Entity Resolution & Matching at Scale on the Bronze Layer

Entity resolution has become one of the hardest unsolved problems in modern UK Financial Services data platforms. This article sets out a Bronze-layer–anchored approach to resolving customers, accounts, and parties at scale using SCD2 as the temporal backbone. It explains how deterministic, fuzzy, and probabilistic matching techniques combine with blocking, clustering, and survivorship to produce persistent, auditable entity identities. By treating entity resolution as platform infrastructure rather than an application feature, firms can build defensible Customer 360 views, support point-in-time reconstruction, and meet growing FCA and PRA expectations.

Contents

Introduction: How UK Financial Services actually build Customer 360, Account 360 and Party 360 without collapsing under their own data

In modern UK Financial Services data platforms, the question “which source wins?” (precedence) is only half the problem. The harder and more fundamental question is: “are these even the same entity?”

Entity resolution (ER) — deciding whether two or more records represent the same real-world customer, account, party, household, or beneficial owner — is now one of the main reasons Customer 360, KYC, and risk modernisation programmes stall or fail.

This article describes how to design Bronze-layer–anchored entity resolution:

  • using SCD2 historical data as the temporal backbone,
  • applying deterministic, fuzzy, and probabilistic matching strategies,
  • maintaining persistent entity identifiers and clusters over time,
  • and doing all of this in a way that is regulator-defensible, rebuildable, and auditable under FCA/PRA scrutiny.

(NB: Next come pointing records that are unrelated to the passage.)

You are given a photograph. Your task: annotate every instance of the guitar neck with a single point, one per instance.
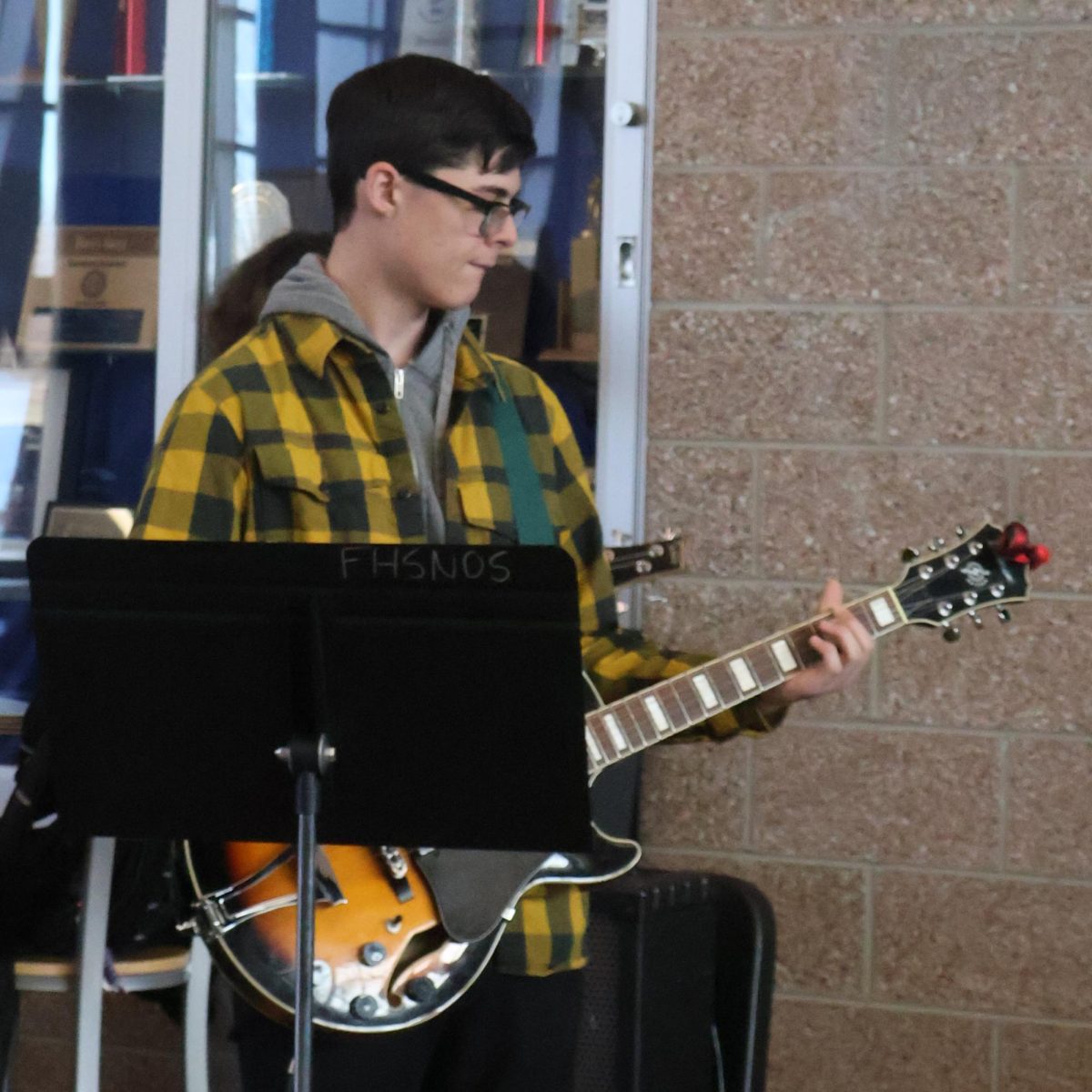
(632, 724)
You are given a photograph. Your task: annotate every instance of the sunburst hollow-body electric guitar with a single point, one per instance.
(402, 934)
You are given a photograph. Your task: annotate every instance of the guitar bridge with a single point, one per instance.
(398, 868)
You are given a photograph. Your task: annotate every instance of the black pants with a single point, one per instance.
(507, 1035)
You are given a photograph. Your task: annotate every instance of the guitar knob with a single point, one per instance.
(372, 955)
(421, 989)
(363, 1007)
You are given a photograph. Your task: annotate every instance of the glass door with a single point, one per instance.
(81, 137)
(274, 66)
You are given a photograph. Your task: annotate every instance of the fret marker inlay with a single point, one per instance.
(658, 714)
(593, 746)
(705, 692)
(784, 653)
(743, 674)
(882, 611)
(617, 736)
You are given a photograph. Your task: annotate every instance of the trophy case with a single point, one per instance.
(81, 136)
(273, 66)
(148, 146)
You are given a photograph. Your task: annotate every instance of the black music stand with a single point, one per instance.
(446, 680)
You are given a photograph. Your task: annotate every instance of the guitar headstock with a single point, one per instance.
(645, 560)
(986, 569)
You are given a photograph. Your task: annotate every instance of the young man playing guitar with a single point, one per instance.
(359, 410)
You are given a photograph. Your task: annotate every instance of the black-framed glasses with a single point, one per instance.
(494, 213)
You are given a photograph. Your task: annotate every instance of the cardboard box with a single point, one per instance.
(103, 296)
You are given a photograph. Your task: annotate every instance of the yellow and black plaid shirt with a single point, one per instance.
(293, 436)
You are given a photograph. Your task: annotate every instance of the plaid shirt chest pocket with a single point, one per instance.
(289, 500)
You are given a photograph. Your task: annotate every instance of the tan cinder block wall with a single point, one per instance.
(872, 322)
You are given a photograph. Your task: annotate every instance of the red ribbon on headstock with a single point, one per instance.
(1016, 546)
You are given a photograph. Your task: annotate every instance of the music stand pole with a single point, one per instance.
(308, 759)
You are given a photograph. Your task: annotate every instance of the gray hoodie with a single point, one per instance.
(427, 379)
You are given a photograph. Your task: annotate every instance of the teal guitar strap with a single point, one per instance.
(533, 523)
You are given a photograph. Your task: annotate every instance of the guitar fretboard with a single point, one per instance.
(632, 724)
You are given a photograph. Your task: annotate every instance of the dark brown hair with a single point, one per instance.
(238, 304)
(419, 114)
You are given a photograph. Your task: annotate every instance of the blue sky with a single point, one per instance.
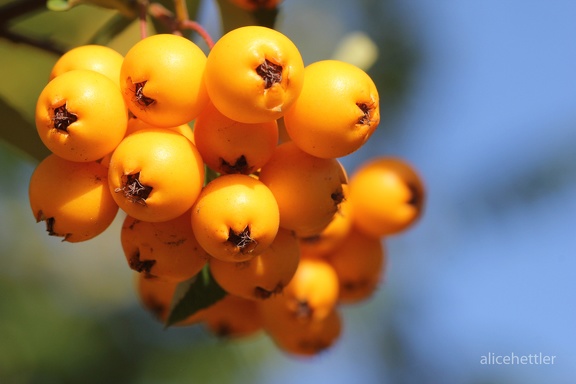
(490, 118)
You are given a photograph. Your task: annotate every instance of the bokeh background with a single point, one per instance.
(479, 96)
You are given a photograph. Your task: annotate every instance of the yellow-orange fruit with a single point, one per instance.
(386, 195)
(155, 174)
(301, 338)
(162, 80)
(167, 249)
(334, 234)
(80, 115)
(336, 112)
(308, 189)
(98, 58)
(261, 82)
(360, 263)
(235, 217)
(229, 146)
(232, 317)
(72, 198)
(263, 275)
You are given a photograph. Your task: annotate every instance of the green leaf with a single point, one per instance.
(127, 7)
(234, 17)
(193, 295)
(59, 5)
(20, 133)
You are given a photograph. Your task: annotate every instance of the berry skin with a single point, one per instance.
(72, 198)
(386, 195)
(308, 189)
(336, 112)
(98, 58)
(311, 294)
(304, 339)
(263, 79)
(360, 263)
(232, 317)
(81, 116)
(228, 146)
(161, 79)
(334, 234)
(264, 275)
(235, 218)
(155, 174)
(166, 250)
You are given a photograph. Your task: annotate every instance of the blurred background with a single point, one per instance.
(479, 96)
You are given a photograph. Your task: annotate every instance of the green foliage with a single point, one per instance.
(193, 295)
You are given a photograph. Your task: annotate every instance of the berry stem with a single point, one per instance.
(181, 11)
(199, 29)
(143, 13)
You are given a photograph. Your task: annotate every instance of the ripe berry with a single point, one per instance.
(81, 116)
(162, 80)
(155, 174)
(72, 198)
(386, 195)
(263, 79)
(235, 218)
(336, 112)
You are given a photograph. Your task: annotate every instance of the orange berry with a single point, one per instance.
(386, 195)
(264, 275)
(308, 189)
(235, 217)
(311, 294)
(155, 295)
(232, 317)
(304, 339)
(167, 249)
(335, 232)
(72, 198)
(162, 80)
(336, 112)
(98, 58)
(135, 124)
(261, 82)
(359, 262)
(228, 146)
(81, 116)
(155, 175)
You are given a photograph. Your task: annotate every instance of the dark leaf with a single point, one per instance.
(196, 294)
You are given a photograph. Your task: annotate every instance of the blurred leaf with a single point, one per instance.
(116, 25)
(233, 17)
(199, 293)
(20, 133)
(128, 8)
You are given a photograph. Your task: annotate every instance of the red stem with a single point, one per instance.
(199, 29)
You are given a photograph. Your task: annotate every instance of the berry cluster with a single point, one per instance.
(254, 193)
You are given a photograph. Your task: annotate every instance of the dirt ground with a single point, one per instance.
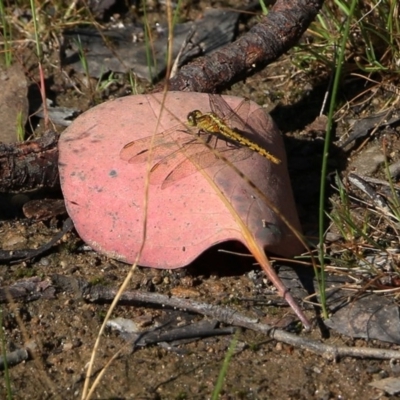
(63, 327)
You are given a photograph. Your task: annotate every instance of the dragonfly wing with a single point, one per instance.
(163, 144)
(234, 118)
(195, 162)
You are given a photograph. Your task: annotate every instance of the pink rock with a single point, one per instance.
(105, 194)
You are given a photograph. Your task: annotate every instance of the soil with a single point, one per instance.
(64, 328)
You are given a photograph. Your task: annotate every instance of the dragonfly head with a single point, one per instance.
(193, 116)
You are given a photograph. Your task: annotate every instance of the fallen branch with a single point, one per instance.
(102, 294)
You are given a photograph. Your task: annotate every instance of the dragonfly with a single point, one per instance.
(179, 159)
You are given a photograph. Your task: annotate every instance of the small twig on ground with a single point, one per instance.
(227, 315)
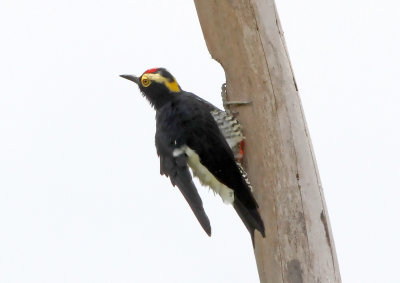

It is written from the perspective of a UK FS data platform where Bronze carries full temporal truth, Silver provides non-SCD current-state views, and higher layers build business context.

Without disciplined entity resolution, “Customer 360” degenerates into a naming convention rather than a defensible construct.

1. Problem Statement: Why Entity Resolution Is Now the Hard Problem

Before discussing techniques or architecture, it is necessary to understand why entity resolution has become one of the most persistent blockers in modern Financial Services data platforms. This section frames ER not as a data quality nuisance, but as a structural challenge created by scale, history, regulation, and fragmentation.

In earlier parts of this series we tackled:

  • SCD2 at the Bronze layer
  • Non-SCD Silver for current state
  • Advanced SCD2 optimisation
  • Golden-source precedence and point-in-time reconstruction

Those patterns answer questions like:

  • “What did our sources say, and when?”
  • “Which source wins for each attribute?”
  • “What did we believe on a given date?”

But they assume we already know which records belong to which real-world entity. In practice:

  • The same person appears under slightly different names and addresses.
  • A customer has accounts across multiple product systems, each with its own identifiers.
  • Corporate entities are duplicated with small variations in LEI, registration, or trading names.
  • Household relationships and beneficial owners are distributed across KYC, CRM, and legacy systems.

So the next unavoidable question is:

Given all of these SCD2’d records from multiple systems, which ones actually represent the same entity — and which ones definitely do not?

That is the role of Entity Resolution (ER):

  • grouping records that refer to the same underlying entity,
  • assigning them a stable, persistent entity_id,
  • and keeping that mapping consistent and explainable over time.

Done well, ER becomes the spine of Customer 360, Account 360, Party 360 and KYC views.
Done badly (or not at all), it quietly undermines every downstream model and regulatory submission.

2. Core Concepts: Records, Entities, Links and Clusters

Entity resolution discussions often fail because basic terms are used loosely or inconsistently. This section establishes a shared vocabulary, allowing the rest of the article to reason precisely about identity, belief, and change over time.

To talk precisely about ER on the Bronze layer, a few basic definitions help.

  • Record
    A single row from a source system at a point in time (often an SCD2 version in Bronze).
  • Entity
    The real-world thing we care about: an individual, a legal entity, an account, a relationship, a household.
  • Entity ID (or “spine ID”)
    A stable, platform-level identifier that groups records believed to represent the same entity.
  • Link
    A relationship between records or between a record and an entity ID. Links often have a type (exact_id_match, high_score_match, manually_confirmed, manually_rejected).
  • Cluster
    The set of records that belong to the same entity_id at a given point in time.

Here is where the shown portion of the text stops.